Slowly the minutes dragged. Once again Roger carefully looked at his watch.

"What time is it?" whispered Franz.

"Five minutes of."

"Great Scott! Is it only ten minutes since you looked before! It seems like a lifetime. Whew! I'm all in a sweat!"

And yet the night was cool.

It was now as silent as death in the trench, and all about it. Earlier in the night there had been distant shelling, but this had ceased some time since.

Roger, unable to stand the strain longer, was about to flash his little pocket electric torch again when suddenly the stillness of the night was broken by a loud, shrill whistle.

"The signal!" cried Jimmy.

"The zero hour at last!" shrilled Roger in his tense excitement.

"Over the top!" yelled Bob. "Over the top!"

And just as the first streaks of the gray light of dawn began to pierce the blackness, the five Brothers, and their comrades up and down the trenches, leaped from their places of waiting with savage yells, and started for the German lines.

"I am glad! I am glad!" sang Iggy. "Now I can of the fight have a piece!"

He and Franz sprang out of the trench together. Side by side they raced over the rough ground, through the gaps cut in the barbed wire. A little in advance were Jimmy, Roger and Bob.

And now the big guns began their chorus. With boom and roar, roar and boom they sang their anthem of death. The rattle of rifles came in as a response, and all this was punctured by fiendish yells.

Then, too, from the German lines, came the answering song of the big guns. Though the attack had taken them by surprise, they were not slow in responding. With all that we think of the Boches we must give them credit for being savage, if unfair, fighters. They seldom declined a challenge, at least on the front lines.

"Come on! Come on!" yelled Jimmy.

"Up and at 'em! Up and at 'em!" snapped Roger.

"Wow! This is going to be some fight!" exulted Bob.

It was fast growing light, and the disappearing darkness was further illuminated by the flashes from hundreds of guns. Lines of khaki-clad Sammies were pouring from the American trenches now, in a mad rush for the Hun positions.

"Well, we're together yet, anyhow," mused Jimmy, as, looking back, he saw Bob, the Polish lad, and Franz coming on with a rush.

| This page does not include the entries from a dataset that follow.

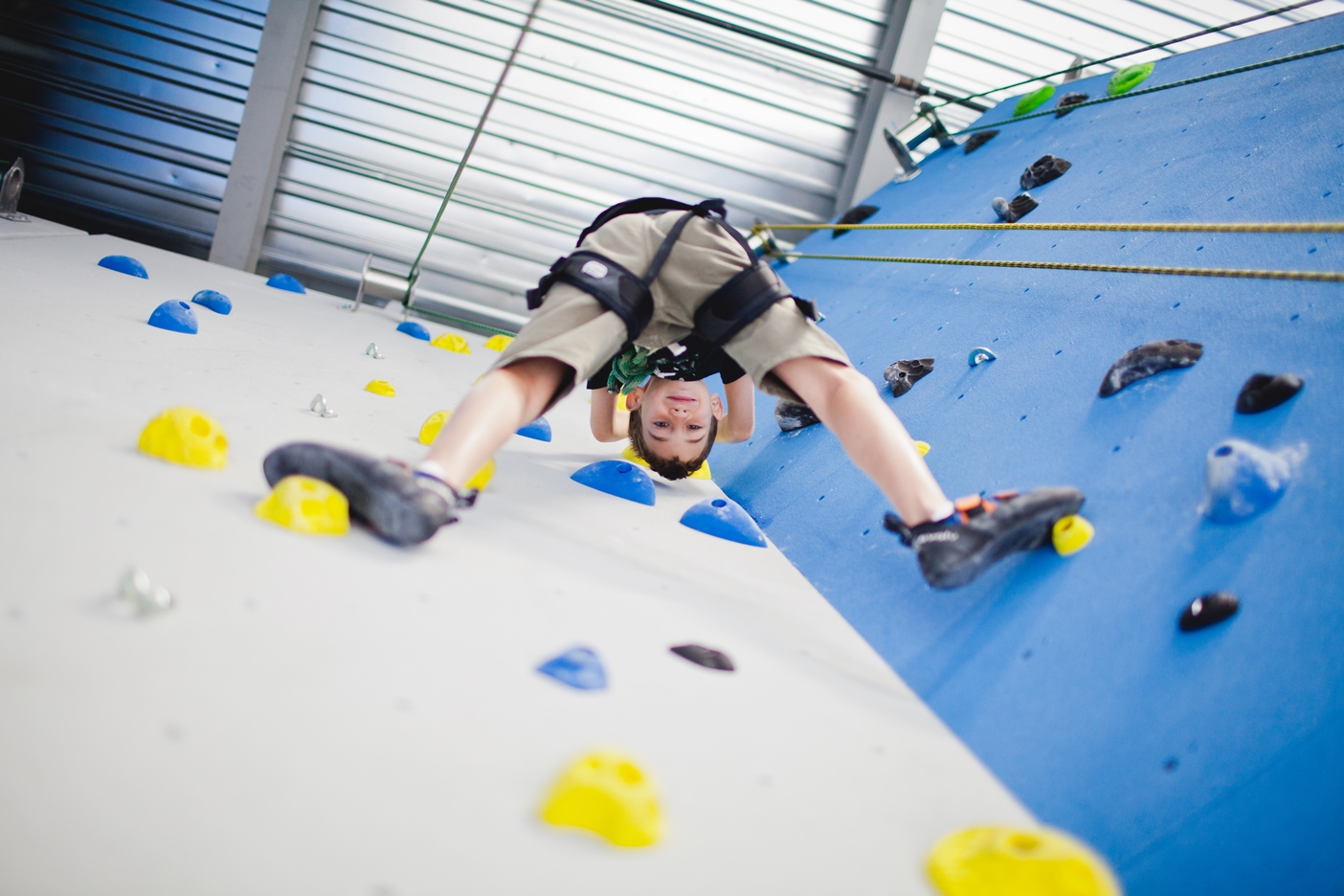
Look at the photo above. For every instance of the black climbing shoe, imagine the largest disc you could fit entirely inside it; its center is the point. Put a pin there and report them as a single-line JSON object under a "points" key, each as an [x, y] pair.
{"points": [[398, 506], [981, 532]]}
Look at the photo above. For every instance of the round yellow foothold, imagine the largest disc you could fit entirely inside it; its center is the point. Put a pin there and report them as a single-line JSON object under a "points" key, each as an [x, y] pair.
{"points": [[305, 504], [1007, 862], [189, 437], [1071, 533], [452, 343], [608, 795]]}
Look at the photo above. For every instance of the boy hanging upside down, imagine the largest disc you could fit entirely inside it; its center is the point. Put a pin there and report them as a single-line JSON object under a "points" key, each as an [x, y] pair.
{"points": [[659, 296]]}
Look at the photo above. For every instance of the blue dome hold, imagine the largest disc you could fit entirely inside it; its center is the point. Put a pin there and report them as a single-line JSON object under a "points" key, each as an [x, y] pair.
{"points": [[621, 479], [724, 519], [538, 429], [412, 328], [123, 265], [216, 302], [175, 315], [1243, 480], [285, 280], [578, 668]]}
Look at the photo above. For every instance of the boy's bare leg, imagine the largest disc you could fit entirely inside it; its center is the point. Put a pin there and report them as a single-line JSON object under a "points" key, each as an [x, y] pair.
{"points": [[850, 406], [492, 412]]}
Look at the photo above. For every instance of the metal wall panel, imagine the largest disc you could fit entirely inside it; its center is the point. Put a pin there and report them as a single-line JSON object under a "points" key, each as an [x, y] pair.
{"points": [[126, 110], [608, 101]]}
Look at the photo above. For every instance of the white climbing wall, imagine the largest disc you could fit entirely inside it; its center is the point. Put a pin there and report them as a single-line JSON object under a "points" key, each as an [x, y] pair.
{"points": [[339, 716]]}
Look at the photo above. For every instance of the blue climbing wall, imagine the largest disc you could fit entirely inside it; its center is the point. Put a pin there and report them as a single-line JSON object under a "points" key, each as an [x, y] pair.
{"points": [[1204, 762]]}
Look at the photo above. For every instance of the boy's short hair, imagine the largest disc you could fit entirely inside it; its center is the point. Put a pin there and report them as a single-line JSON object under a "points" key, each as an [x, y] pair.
{"points": [[669, 469]]}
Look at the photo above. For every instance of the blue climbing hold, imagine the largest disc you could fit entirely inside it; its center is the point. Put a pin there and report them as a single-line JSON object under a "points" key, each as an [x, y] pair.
{"points": [[175, 315], [216, 302], [539, 430], [619, 479], [123, 265], [1243, 480], [412, 328], [578, 668], [724, 519], [285, 280]]}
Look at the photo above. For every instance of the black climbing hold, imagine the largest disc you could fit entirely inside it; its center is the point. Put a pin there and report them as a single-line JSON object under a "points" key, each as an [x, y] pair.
{"points": [[791, 415], [1145, 360], [1207, 610], [1043, 170], [977, 140], [1067, 102], [855, 215], [707, 657], [1264, 392], [902, 375], [1015, 210]]}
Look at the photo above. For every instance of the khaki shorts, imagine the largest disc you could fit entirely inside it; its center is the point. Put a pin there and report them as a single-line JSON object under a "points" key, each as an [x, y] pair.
{"points": [[575, 329]]}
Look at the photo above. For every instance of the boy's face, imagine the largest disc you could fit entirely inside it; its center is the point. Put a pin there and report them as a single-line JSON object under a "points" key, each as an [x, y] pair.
{"points": [[675, 415]]}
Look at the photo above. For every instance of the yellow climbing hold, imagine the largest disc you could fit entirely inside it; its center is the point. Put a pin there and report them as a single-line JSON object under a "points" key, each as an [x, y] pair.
{"points": [[452, 343], [1007, 862], [703, 473], [608, 795], [1071, 533], [189, 437], [304, 504]]}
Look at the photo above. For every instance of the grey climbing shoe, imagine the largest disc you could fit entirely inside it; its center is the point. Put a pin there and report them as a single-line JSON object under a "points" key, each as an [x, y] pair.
{"points": [[981, 532], [385, 496]]}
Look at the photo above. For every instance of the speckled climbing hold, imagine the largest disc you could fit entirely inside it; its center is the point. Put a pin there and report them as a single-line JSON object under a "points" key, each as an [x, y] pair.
{"points": [[213, 300], [1034, 100], [538, 429], [902, 375], [611, 795], [189, 437], [286, 282], [855, 215], [1243, 480], [1264, 392], [977, 140], [791, 415], [724, 519], [451, 343], [1043, 170], [176, 316], [1008, 862], [1148, 359], [308, 505], [621, 479], [1066, 103], [702, 656], [1128, 78], [579, 668], [123, 265], [413, 329], [1208, 609], [1071, 533]]}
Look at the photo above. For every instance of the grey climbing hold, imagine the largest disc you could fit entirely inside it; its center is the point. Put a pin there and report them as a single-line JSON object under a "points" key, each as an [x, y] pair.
{"points": [[1208, 609], [904, 375], [1145, 360], [1043, 170], [791, 415]]}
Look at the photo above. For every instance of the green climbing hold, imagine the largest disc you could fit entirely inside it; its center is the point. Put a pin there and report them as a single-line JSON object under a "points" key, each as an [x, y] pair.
{"points": [[1034, 100], [1128, 78]]}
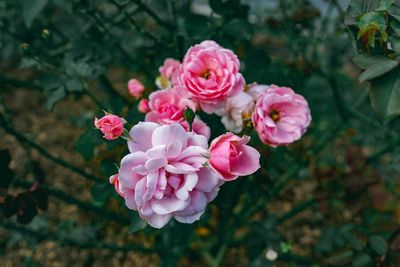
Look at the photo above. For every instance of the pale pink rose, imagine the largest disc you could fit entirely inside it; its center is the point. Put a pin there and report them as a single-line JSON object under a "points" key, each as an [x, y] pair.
{"points": [[281, 116], [231, 157], [164, 174], [115, 181], [209, 74], [169, 67], [144, 106], [236, 109], [256, 90], [167, 107], [110, 125], [135, 88]]}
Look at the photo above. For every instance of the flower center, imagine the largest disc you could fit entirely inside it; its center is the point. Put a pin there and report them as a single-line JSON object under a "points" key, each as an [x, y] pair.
{"points": [[274, 115], [206, 74]]}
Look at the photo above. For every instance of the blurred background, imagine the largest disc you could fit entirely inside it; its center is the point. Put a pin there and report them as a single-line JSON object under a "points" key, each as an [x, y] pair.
{"points": [[330, 199]]}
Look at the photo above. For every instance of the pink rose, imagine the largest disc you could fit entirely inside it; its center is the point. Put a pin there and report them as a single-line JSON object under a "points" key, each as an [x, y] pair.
{"points": [[169, 67], [115, 181], [281, 116], [209, 74], [144, 106], [256, 90], [110, 125], [163, 176], [135, 88], [236, 109], [230, 157], [167, 107]]}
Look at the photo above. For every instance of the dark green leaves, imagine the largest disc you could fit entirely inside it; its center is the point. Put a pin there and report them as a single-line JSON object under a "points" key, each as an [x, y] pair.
{"points": [[361, 260], [54, 97], [378, 69], [30, 10], [7, 175], [382, 72], [378, 244], [385, 95], [137, 223], [189, 115]]}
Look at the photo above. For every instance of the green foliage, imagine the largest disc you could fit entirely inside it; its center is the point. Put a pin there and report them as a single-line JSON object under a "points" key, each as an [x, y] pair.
{"points": [[378, 21], [317, 202]]}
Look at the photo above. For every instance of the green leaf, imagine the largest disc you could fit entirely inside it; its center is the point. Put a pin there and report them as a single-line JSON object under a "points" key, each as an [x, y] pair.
{"points": [[55, 97], [364, 61], [341, 257], [378, 244], [394, 11], [395, 42], [136, 224], [384, 5], [356, 240], [7, 174], [107, 167], [395, 26], [217, 6], [361, 260], [357, 8], [238, 28], [379, 69], [385, 95], [30, 10]]}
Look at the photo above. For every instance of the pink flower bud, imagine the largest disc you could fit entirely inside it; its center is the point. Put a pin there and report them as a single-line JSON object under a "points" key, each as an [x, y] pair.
{"points": [[144, 106], [169, 67], [110, 125], [231, 157], [135, 88], [114, 180]]}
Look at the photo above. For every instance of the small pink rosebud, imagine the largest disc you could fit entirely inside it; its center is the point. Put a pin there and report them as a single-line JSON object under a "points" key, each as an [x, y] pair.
{"points": [[114, 180], [169, 67], [135, 88], [110, 125], [231, 157], [144, 106]]}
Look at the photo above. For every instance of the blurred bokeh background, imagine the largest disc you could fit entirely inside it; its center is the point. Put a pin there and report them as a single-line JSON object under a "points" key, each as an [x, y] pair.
{"points": [[330, 199]]}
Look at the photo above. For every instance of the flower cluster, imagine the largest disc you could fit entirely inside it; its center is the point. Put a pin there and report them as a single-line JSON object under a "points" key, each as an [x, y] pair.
{"points": [[171, 170]]}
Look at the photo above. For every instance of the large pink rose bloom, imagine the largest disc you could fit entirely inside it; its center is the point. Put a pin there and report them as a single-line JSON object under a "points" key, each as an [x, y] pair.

"Yes, we're together-yet," added Roger. They both had been firing madly at the distant gray lines of German soldiers in front of them. They had to yell into each other's ears to be heard above the din.

Suddenly the very earth seemed to drop away from under their feet. They felt the shock of rushing air. A big, high-explosive shell had dropped near them.

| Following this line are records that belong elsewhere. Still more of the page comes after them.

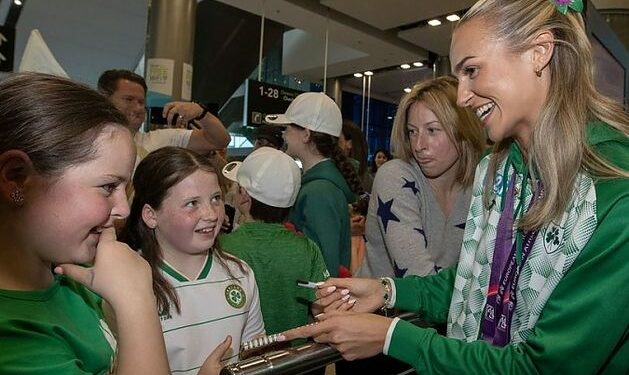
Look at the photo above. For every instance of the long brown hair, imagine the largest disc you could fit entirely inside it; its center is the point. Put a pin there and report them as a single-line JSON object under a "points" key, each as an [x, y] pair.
{"points": [[55, 121], [327, 146], [154, 177], [558, 150]]}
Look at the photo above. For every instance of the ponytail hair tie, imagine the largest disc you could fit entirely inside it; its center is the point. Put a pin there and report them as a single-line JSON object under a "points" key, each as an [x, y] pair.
{"points": [[563, 5]]}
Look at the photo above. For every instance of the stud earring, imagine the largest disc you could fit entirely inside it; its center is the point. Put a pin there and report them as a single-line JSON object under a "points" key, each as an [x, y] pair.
{"points": [[17, 197]]}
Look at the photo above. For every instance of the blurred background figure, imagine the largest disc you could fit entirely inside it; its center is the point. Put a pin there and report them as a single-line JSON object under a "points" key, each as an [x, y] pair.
{"points": [[420, 199], [353, 144], [380, 157]]}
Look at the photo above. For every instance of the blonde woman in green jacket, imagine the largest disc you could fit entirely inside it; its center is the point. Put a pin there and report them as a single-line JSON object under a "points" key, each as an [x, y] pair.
{"points": [[541, 282]]}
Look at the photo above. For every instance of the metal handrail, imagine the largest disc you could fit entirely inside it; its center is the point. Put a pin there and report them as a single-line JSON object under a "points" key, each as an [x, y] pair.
{"points": [[294, 360]]}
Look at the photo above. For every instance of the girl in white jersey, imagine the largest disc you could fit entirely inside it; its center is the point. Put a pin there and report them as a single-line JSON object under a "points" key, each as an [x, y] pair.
{"points": [[203, 294]]}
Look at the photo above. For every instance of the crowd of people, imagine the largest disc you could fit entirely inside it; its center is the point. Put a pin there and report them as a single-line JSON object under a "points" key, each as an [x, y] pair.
{"points": [[500, 215]]}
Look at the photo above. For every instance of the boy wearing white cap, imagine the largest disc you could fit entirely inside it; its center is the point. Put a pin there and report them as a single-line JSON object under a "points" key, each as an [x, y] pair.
{"points": [[277, 255], [329, 183]]}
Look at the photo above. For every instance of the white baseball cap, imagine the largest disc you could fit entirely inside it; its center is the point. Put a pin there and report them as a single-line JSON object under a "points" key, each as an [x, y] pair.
{"points": [[314, 111], [268, 175]]}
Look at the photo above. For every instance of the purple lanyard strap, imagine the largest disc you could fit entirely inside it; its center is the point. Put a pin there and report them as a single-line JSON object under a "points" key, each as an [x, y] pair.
{"points": [[505, 272]]}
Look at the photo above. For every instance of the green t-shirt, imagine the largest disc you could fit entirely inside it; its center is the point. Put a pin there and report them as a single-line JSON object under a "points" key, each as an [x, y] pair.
{"points": [[279, 258], [58, 330]]}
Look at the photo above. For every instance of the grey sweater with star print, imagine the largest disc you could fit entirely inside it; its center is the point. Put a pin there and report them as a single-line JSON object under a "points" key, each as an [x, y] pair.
{"points": [[406, 231]]}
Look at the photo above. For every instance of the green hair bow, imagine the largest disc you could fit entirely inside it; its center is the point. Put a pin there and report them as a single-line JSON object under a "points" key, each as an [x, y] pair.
{"points": [[563, 5]]}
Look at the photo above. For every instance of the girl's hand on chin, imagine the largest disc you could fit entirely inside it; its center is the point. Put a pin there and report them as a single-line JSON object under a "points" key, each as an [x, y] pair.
{"points": [[119, 274]]}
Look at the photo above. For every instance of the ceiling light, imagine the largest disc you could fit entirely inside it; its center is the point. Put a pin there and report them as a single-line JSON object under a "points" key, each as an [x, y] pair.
{"points": [[434, 22], [453, 18]]}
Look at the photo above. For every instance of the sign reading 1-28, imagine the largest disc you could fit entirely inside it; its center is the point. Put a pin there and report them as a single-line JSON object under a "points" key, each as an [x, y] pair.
{"points": [[269, 92], [264, 98]]}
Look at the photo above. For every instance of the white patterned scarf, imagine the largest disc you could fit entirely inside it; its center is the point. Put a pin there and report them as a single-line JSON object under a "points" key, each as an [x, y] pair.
{"points": [[553, 252]]}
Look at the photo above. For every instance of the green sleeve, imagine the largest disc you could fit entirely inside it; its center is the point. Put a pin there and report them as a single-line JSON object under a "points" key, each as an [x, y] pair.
{"points": [[583, 328], [318, 271], [323, 222], [429, 295]]}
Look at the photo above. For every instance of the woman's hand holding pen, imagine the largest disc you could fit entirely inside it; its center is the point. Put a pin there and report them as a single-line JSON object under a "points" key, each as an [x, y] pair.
{"points": [[359, 294]]}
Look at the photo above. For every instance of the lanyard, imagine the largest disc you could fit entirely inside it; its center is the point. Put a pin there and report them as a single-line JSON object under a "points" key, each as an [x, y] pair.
{"points": [[509, 256]]}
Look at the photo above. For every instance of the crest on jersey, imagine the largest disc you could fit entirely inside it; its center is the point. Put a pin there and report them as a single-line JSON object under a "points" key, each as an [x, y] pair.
{"points": [[235, 296]]}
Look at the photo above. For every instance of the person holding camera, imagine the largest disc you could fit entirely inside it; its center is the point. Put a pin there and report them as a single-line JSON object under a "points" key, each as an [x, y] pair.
{"points": [[127, 91]]}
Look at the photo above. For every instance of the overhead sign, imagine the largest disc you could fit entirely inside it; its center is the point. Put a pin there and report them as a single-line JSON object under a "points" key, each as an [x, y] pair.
{"points": [[262, 99], [7, 48]]}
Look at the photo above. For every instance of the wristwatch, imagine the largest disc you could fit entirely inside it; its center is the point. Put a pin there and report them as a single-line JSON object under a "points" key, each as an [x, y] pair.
{"points": [[205, 111]]}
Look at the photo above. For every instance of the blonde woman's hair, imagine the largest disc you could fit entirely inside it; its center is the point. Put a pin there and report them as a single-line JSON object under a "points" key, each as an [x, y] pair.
{"points": [[460, 124], [558, 149]]}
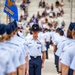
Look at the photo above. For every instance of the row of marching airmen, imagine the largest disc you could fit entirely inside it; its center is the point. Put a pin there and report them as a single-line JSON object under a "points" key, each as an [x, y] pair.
{"points": [[19, 56], [63, 44], [64, 50], [25, 55]]}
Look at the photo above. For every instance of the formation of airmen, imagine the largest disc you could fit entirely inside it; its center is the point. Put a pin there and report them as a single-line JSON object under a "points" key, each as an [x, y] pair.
{"points": [[25, 55]]}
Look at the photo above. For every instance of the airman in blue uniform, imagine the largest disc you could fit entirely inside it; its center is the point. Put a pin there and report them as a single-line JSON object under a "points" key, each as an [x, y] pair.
{"points": [[36, 48]]}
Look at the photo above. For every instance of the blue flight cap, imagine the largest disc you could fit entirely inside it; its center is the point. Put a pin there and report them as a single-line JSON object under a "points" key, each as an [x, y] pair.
{"points": [[71, 26], [35, 27], [9, 29], [2, 29]]}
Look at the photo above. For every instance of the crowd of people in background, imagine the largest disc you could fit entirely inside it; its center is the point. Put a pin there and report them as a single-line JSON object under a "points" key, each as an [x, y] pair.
{"points": [[25, 55]]}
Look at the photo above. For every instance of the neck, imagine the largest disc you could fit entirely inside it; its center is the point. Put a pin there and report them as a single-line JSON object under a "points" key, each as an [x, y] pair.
{"points": [[35, 37]]}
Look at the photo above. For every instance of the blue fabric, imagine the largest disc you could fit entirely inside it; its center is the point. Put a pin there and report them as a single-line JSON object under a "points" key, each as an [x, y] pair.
{"points": [[35, 66], [72, 25], [9, 29], [70, 72], [2, 29], [47, 46], [11, 9]]}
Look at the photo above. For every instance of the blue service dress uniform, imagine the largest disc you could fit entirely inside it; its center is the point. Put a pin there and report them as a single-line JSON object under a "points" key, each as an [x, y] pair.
{"points": [[36, 47]]}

"That's bad!" shouted Jimmy, as the concussion died away. He looked behind him and saw, with horror, Iggy, the Polish Brother, literally being blown back through the air. Whether this was the effect of the big shell that had exploded, or whether it was caused by a smaller one going off a moment later, Jimmy could not tell. But he saw Iggy hurtling through the air, and the face of the Polish lad was covered with blood, as he himself had said it had been in his dream.